10. At the start of Part Two we learn that Willie is fascinated by the safe “as an intellectual subject, as an abstract concept.” How does the idea of a safe, of something valuable locked inside something impenetrable, recur throughout the story?
11. What do we learn about Willie through his interactions with Wingy?
12. While at Eastern State, Willie receives an off-the-cuff but elaborate diagnosis from the prison psychiatrist. Do you agree with the doctor? Is he too harsh? Too soft? Is it possible the doctor is the only person who ever sees Willie for what he really is?
13. Do you think Willie is a good person? If so, how to explain his inability to live by society’s rules? If not, how to explain his dedication to nonviolence, his love of literature, his genuine empathy for the suffering of others? And if he’s a rare mix of both good and bad, did his punishments fit his crimes?
14. Sutton seems struck and slightly bothered by the notion that he’s not a hero but an antihero. Which does he seem to you—hero or antihero? Or neither?
15. Willie argues that to live in society, to survive, each of us must take something away from somebody. Each of us must rob. Is he being glib, or does he make a valid point?

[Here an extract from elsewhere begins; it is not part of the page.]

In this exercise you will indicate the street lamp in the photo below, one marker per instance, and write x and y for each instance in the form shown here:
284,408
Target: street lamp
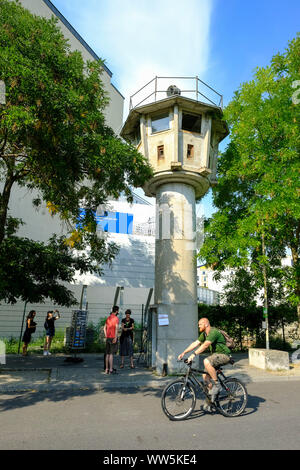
2,92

16. When Sutton meets Bess’s granddaughter, Kate, he provokes her to reveal a different version of his affair with Bess. Does he accept her version or simply ignore it? Which version of the novel’s love story do you believe—the one Willie remembers or the one Kate heard from her grandmother? Does the scene with Kate change how you feel about Willie? Does it make him seem delusional, or does it simply raise the idea that there is much about him—and Bess—that we’ll never know? Do you agree with Reporter, in the final chapter, when he muses: “All love is delusional”?